All crimes leave a trail of data in their wake. Software that can identify this trail helps everyone from dispatchers to officers on patrol to stay ahead of criminals. Trends, hot spots of criminal activity, even times of day or week can be identified using public safety software.
Personnel with the Everett Police Department, located in Snohomish County, Washington, understand this and that's why they're able to crack down on criminals more so now than in the past.
For instance, when officers run a plate or perform a routine traffic stop, they can bring up photos and warrants while out in the field using the mobile portion of their public safety software.

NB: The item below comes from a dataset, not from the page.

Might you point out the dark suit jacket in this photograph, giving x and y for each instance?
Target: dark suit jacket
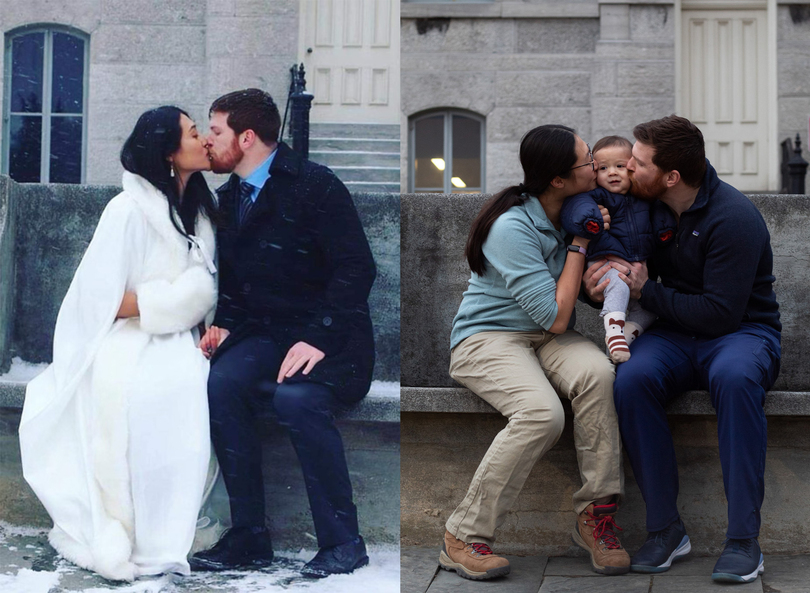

This saves time, as it keeps them from having to contact the records department or dispatch.
According to Greg Lineberry, Captain of the Everett Police Department, having the ability to serve a warrant or look at booking photos with mobile software, provides immeasurable benefits to those working the field, in dispatch and in records.
"When our officers don't have to come into the police station to look up a warrant or view photos, it saves everyone time and helps us get criminals off the streets faster," Lineberry said.
In addition to saving time, the data that is stored and used in the Everett Police Department's system helps with improving data collection and tracking trends.
Lineberry said this helps the police department move toward using more intelligence-led policing efforts, which will help keep the community safer.
Recently, the Everett Police Department was able to crack down on vehicle thefts, identity thefts, and burglaries by using the data in their system.
Lineberry said this has also helped to cut down on the crime happening in areas of the city known for gang activity and drive-by shootings.
"There is an element out there that preys upon others, and we are committed to getting them off the streets and behind bars," Lineberry said.
Through the use of public safety software, the Everett Police Department is able to better protect and serve the community.